A 69-year-old male developed symptoms typical of the diagnosis of narcolepsy type 1 without any previous triggering events. First, daytime sleepiness occurred, soon followed by cataplexy. Nocturnal polysomnography revealed rapid eye movement (REM) sleep behavior disorder, a apnea-hypopnea index of 25.8 events/h, and no sleep-onset REM. Multiple Sleep Latency Test showed a mean sleep latency of 2.1 min and REM sleep in 3 tests. HLA DQB1*06:02 was positive and hypocretin-1 in cerebrospinal fluid unmeasurable. A treatment with 50 mg clomipramine controlled the cataplexy; excessive daytime sleepiness was sufficiently managed by repeated naps. The administration of 0.25 mg of clonazepam subjectively improved REM sleep behavior disorder.

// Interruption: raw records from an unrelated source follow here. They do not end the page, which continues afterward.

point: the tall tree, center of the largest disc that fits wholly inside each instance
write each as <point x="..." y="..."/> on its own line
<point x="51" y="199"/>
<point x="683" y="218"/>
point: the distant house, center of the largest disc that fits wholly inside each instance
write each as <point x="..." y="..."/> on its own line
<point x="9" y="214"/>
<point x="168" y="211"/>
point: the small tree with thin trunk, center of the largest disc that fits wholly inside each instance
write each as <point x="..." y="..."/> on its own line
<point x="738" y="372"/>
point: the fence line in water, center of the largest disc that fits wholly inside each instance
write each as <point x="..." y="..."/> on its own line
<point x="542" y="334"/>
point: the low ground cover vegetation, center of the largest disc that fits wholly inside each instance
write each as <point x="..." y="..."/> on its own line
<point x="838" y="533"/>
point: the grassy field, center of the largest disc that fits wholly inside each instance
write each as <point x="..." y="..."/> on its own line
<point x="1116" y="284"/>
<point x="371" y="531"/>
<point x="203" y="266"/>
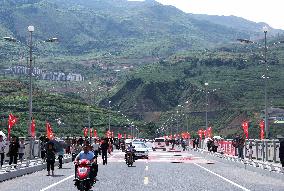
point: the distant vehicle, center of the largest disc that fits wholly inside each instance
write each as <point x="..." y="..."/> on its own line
<point x="141" y="150"/>
<point x="159" y="143"/>
<point x="127" y="141"/>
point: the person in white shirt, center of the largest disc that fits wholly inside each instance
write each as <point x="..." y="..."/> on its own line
<point x="21" y="149"/>
<point x="2" y="150"/>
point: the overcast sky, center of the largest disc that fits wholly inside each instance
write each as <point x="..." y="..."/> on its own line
<point x="269" y="11"/>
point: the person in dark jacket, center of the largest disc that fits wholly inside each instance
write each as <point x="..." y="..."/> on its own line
<point x="50" y="157"/>
<point x="13" y="150"/>
<point x="104" y="149"/>
<point x="281" y="151"/>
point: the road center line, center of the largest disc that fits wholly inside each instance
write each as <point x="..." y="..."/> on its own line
<point x="52" y="185"/>
<point x="235" y="184"/>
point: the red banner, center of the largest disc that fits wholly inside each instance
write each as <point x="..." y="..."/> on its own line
<point x="11" y="122"/>
<point x="245" y="128"/>
<point x="262" y="125"/>
<point x="33" y="129"/>
<point x="49" y="132"/>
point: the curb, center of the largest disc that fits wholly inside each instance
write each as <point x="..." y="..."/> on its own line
<point x="28" y="170"/>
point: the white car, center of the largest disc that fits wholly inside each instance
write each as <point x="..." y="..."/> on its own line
<point x="141" y="150"/>
<point x="159" y="143"/>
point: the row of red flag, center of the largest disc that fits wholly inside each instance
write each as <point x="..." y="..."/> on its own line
<point x="184" y="135"/>
<point x="109" y="134"/>
<point x="245" y="126"/>
<point x="49" y="132"/>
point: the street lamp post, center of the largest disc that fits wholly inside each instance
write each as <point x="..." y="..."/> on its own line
<point x="31" y="30"/>
<point x="267" y="135"/>
<point x="89" y="117"/>
<point x="206" y="102"/>
<point x="109" y="115"/>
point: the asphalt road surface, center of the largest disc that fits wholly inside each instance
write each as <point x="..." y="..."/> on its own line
<point x="163" y="171"/>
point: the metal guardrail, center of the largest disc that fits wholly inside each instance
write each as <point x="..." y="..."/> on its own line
<point x="9" y="171"/>
<point x="264" y="150"/>
<point x="259" y="164"/>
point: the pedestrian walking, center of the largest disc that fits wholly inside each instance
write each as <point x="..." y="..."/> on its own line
<point x="50" y="157"/>
<point x="2" y="151"/>
<point x="197" y="142"/>
<point x="43" y="142"/>
<point x="21" y="149"/>
<point x="250" y="152"/>
<point x="68" y="142"/>
<point x="104" y="149"/>
<point x="215" y="145"/>
<point x="238" y="143"/>
<point x="281" y="150"/>
<point x="14" y="150"/>
<point x="60" y="157"/>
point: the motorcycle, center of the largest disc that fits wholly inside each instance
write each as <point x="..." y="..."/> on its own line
<point x="129" y="158"/>
<point x="83" y="182"/>
<point x="122" y="147"/>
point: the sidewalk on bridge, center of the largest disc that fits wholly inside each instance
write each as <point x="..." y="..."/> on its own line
<point x="8" y="171"/>
<point x="271" y="166"/>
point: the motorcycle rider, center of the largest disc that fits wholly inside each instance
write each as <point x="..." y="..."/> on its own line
<point x="87" y="154"/>
<point x="130" y="150"/>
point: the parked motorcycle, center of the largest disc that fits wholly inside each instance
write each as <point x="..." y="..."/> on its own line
<point x="83" y="181"/>
<point x="129" y="158"/>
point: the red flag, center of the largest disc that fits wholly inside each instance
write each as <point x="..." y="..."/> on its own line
<point x="91" y="132"/>
<point x="188" y="135"/>
<point x="205" y="133"/>
<point x="11" y="121"/>
<point x="200" y="132"/>
<point x="262" y="125"/>
<point x="85" y="132"/>
<point x="49" y="132"/>
<point x="209" y="132"/>
<point x="33" y="128"/>
<point x="245" y="127"/>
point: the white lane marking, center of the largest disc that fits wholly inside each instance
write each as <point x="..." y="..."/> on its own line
<point x="146" y="180"/>
<point x="235" y="184"/>
<point x="52" y="185"/>
<point x="63" y="180"/>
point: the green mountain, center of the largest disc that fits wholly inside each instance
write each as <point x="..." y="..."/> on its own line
<point x="169" y="53"/>
<point x="121" y="27"/>
<point x="71" y="111"/>
<point x="235" y="90"/>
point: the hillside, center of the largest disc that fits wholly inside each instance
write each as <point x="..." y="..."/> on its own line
<point x="72" y="112"/>
<point x="236" y="89"/>
<point x="123" y="28"/>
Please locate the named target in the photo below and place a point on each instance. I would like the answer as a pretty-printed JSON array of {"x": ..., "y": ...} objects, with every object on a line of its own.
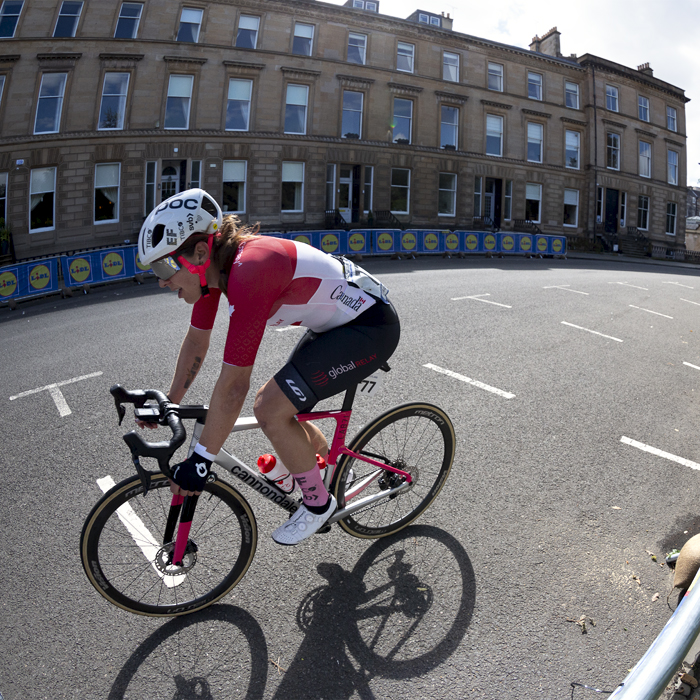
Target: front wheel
[
  {"x": 126, "y": 560},
  {"x": 417, "y": 438}
]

Bilevel Positive Airway Pressure improved the apnea-hypopnea index without important influence on sleepiness. Our unique case demonstrates that even elderly subjects can develop narcolepsy type 1.

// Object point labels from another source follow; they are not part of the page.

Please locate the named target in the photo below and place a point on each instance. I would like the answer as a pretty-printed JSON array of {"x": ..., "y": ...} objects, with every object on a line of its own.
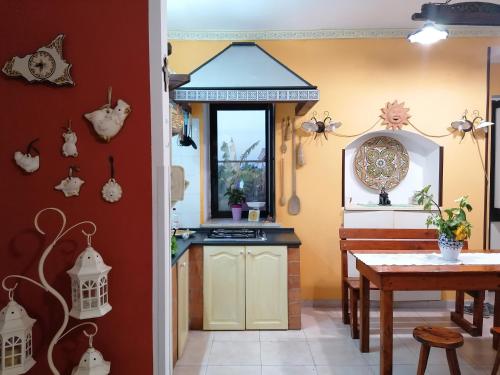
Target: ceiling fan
[{"x": 470, "y": 13}]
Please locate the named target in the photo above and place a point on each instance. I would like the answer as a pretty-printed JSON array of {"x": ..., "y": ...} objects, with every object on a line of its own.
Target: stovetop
[{"x": 236, "y": 234}]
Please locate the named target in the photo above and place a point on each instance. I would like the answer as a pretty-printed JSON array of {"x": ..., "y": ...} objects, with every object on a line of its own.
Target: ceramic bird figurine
[
  {"x": 70, "y": 186},
  {"x": 27, "y": 162},
  {"x": 108, "y": 121},
  {"x": 69, "y": 146}
]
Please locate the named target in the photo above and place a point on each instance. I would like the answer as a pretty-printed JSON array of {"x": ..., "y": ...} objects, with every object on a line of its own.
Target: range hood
[{"x": 245, "y": 73}]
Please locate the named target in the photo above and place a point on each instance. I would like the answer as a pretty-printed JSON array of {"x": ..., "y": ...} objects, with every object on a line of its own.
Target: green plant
[
  {"x": 454, "y": 224},
  {"x": 234, "y": 196}
]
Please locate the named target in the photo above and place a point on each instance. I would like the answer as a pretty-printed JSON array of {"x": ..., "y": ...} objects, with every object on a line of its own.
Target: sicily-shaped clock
[{"x": 45, "y": 65}]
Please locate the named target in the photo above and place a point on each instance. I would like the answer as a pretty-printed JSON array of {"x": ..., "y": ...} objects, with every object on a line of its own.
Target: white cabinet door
[
  {"x": 266, "y": 287},
  {"x": 224, "y": 288},
  {"x": 183, "y": 301}
]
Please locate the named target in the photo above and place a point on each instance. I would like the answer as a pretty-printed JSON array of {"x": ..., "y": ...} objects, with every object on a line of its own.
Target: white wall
[
  {"x": 189, "y": 209},
  {"x": 423, "y": 170}
]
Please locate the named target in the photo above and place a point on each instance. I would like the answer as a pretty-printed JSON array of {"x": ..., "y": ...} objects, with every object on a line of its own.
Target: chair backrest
[{"x": 387, "y": 240}]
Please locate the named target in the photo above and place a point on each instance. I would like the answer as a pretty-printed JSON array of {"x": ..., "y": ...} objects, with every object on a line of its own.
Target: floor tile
[
  {"x": 335, "y": 352},
  {"x": 189, "y": 370},
  {"x": 282, "y": 335},
  {"x": 234, "y": 353},
  {"x": 286, "y": 353},
  {"x": 236, "y": 335},
  {"x": 233, "y": 370},
  {"x": 288, "y": 370}
]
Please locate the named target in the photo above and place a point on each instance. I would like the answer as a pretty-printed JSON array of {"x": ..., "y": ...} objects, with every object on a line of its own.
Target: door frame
[{"x": 160, "y": 171}]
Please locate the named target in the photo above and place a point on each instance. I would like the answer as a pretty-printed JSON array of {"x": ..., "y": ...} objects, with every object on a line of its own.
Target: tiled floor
[{"x": 324, "y": 347}]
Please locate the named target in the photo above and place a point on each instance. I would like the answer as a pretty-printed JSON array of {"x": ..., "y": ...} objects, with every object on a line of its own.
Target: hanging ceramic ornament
[
  {"x": 112, "y": 191},
  {"x": 107, "y": 121},
  {"x": 70, "y": 186},
  {"x": 69, "y": 146},
  {"x": 45, "y": 65},
  {"x": 28, "y": 162}
]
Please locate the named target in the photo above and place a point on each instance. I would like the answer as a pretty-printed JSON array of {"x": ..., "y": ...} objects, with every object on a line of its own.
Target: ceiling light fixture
[{"x": 428, "y": 34}]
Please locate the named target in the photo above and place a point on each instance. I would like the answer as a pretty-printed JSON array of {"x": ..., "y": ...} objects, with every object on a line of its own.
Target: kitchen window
[{"x": 242, "y": 155}]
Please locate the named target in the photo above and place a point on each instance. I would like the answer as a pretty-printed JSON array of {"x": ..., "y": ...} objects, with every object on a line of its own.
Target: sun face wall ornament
[
  {"x": 26, "y": 161},
  {"x": 395, "y": 115},
  {"x": 112, "y": 191},
  {"x": 107, "y": 121},
  {"x": 45, "y": 65},
  {"x": 70, "y": 186},
  {"x": 381, "y": 162},
  {"x": 328, "y": 125}
]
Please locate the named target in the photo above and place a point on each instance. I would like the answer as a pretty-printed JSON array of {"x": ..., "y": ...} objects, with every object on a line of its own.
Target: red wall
[{"x": 107, "y": 43}]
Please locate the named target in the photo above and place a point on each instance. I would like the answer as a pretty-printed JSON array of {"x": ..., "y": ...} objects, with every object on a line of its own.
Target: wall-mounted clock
[{"x": 45, "y": 65}]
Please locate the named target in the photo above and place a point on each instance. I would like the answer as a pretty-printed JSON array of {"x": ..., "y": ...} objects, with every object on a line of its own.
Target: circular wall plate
[{"x": 381, "y": 162}]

Narcolepsy type 1 (NT1; older name: narcolepsy with cataplexy [NC]) is a life-long neurological disease characterized by excessive daytime sleepiness (EDS), disrupted nocturnal sleep, and cataplexy. It is often accompanied by hypnagogic hallucinations and sleep paralysis. The disease is caused by the loss of hypocretin neurons in the lateral hypothalamus. The disappearance of hypocretin neurons is suggested to have an autoimmune etiology [1]. The typical age at onset is in the second decade and another smaller peak in the fourth decade [2]. Possible later onset is indicated as rare throughout studies; in Roth [3], only 4 out of 288 cases had onset after 50 years. To our knowledge, only 3 cases of NC onset at around age 70 years have been described: all of them are not clinically clear [4, 5]. We would like to present an undoubtedly diagnosed late-onset NT1 in a 69-year-old male subject.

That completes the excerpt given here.